Mansa Moussa brought the Mali Empire to the attention of the rest of the Muslim world with his famous pilgrimage to Mecca in 1324. He arrived in Cairo at the head of a huge caravan, which included 60,000 people and 80 camels carrying more than two tons of gold to be distributed among the poor. Of the 12,000 servants who accompanied the caravan, 500 carried staffs of pure gold. Moussa spent lavishly in Egypt, giving away so many gold gifts—and making gold so plentiful—that its value fell in Cairo and did not recover for a number of years! In Cairo, the Sultan of Egypt received Moussa with great respect, as a fellow Muslim. The splendor of his caravan caused a sensation and brought Mansa Moussa and the Mali Empire fame throughout the Arab world. Mali had become so famous by the fourteenth century that it began to draw the attention of European mapmakers. In one map, produced in 1375, Moussa is shown seated on a throne in the center of West Africa, holding a nugget of gold in his right hand.

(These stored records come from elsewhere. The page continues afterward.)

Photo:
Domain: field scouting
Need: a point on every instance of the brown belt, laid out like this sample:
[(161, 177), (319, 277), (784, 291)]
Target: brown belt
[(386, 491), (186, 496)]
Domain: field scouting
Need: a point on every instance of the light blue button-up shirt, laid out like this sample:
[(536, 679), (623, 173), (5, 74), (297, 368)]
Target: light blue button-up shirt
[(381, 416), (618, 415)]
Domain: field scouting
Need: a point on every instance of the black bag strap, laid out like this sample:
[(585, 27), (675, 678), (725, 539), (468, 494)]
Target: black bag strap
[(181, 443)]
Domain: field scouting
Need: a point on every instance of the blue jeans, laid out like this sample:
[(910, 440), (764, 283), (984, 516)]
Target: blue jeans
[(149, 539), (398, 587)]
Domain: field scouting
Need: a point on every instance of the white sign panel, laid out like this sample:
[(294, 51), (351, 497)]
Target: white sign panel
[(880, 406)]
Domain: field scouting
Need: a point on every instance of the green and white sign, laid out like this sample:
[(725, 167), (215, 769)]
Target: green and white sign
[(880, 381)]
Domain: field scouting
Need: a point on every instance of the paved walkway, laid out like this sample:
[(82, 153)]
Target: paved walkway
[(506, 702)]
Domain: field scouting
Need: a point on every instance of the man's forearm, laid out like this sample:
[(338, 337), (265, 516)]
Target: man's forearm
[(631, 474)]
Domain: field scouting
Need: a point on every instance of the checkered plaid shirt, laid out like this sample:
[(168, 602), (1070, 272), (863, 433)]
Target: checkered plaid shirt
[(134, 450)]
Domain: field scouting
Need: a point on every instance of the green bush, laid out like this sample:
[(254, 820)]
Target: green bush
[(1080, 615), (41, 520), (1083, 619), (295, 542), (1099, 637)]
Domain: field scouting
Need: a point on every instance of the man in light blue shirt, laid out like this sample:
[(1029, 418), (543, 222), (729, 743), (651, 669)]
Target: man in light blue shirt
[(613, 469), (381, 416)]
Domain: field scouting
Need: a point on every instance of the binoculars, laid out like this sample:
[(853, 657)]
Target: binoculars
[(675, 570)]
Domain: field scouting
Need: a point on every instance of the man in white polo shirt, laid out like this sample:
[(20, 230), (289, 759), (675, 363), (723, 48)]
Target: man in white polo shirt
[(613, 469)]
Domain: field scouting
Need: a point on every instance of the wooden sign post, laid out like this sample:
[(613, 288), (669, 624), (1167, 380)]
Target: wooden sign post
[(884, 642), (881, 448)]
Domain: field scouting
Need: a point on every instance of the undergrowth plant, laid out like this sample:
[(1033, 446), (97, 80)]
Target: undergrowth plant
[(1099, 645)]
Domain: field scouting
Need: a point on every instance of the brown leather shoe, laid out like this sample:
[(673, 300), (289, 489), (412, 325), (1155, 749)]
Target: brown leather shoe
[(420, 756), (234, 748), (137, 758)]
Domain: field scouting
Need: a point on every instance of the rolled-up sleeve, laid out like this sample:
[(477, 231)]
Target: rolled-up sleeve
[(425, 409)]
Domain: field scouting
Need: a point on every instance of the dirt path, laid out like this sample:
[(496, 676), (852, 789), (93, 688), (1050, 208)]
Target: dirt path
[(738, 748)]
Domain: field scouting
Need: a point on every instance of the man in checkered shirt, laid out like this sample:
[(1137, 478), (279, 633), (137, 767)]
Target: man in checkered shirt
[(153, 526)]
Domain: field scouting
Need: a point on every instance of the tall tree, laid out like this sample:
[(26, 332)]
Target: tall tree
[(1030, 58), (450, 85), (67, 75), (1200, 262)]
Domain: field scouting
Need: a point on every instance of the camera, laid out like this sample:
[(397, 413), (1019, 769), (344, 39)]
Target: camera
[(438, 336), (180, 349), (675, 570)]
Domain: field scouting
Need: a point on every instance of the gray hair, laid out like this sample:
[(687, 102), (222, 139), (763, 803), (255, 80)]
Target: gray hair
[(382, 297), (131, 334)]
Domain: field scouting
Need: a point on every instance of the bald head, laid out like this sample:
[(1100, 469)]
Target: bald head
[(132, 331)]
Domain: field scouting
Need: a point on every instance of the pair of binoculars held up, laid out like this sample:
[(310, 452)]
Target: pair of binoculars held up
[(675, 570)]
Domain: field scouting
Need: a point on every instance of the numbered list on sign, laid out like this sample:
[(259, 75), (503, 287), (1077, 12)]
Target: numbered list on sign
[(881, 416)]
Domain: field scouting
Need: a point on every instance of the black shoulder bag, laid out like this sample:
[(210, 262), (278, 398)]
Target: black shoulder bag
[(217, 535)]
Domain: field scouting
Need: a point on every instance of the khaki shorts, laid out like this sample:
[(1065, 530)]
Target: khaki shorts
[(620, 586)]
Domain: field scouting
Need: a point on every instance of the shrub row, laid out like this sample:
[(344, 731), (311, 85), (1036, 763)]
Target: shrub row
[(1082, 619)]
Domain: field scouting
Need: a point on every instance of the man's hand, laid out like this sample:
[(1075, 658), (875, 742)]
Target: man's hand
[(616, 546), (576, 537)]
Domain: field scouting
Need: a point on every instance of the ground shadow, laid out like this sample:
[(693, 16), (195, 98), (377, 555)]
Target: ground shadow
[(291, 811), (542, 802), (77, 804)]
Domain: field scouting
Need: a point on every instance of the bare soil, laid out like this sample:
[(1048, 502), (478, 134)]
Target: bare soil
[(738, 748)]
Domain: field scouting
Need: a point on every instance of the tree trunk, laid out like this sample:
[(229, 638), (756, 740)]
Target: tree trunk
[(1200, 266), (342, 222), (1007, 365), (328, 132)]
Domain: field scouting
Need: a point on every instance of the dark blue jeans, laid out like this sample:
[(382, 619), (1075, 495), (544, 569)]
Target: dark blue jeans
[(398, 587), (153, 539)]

Photo Credits: (top to bottom) 1. E. Condominas/UNESCO 2. Nik Wheeler/CORBIS 3. C. & J. Lenars/CORBIS

After visiting the holy cities of Mecca and Medina on his pilgrimage, Moussa set out to build great mosques, vast libraries, and madrasas (Islamic universities) throughout his kingdom. Many Arab scholars, including the poet and architect, Abu-Ishaq Ibrahim-es-Saheli, who helped turn Timbuktu into a famous city of Islamic scholarship, returned with him. Moussa had always encouraged the development of learning and the expansion of Islam. In the early years of his reign, Moussa had sent Sudanese scholars to study at Moroccan universities. By the end of his reign, Sudanese scholars were setting up their own centers of learning in Timbuktu. He commissioned Abu-Ishaq Ibrahim-es-Saheli to construct his royal palace and a great mosque, the Djingareyber Mosque, at Timbuktu. Still standing today, the Djingareyber Mosque consists of nine rows of square pillars and provides prayer space for 2,000 people. Es-Saheli introduced the use of burnt brick and mud as a building material to this region. The Djingareyber's mud construction established a 660-year-old tradition that still persists: each year before the torrential rains fall in the summer, Timbuktu's residents replaster the mosque's high walls and flat roof with mud. The Djingareyber Mosque immediately became the central mosque of the city, and it dominates Timbuktu to this day. During Moussa's reign Timbuktu thrived as a commercial center and flourished into a hub of Islamic learning. Even after the Mali Empire lost control over the region in the fifteenth century, Timbuktu remained the major Islamic center of sub-Saharan Africa.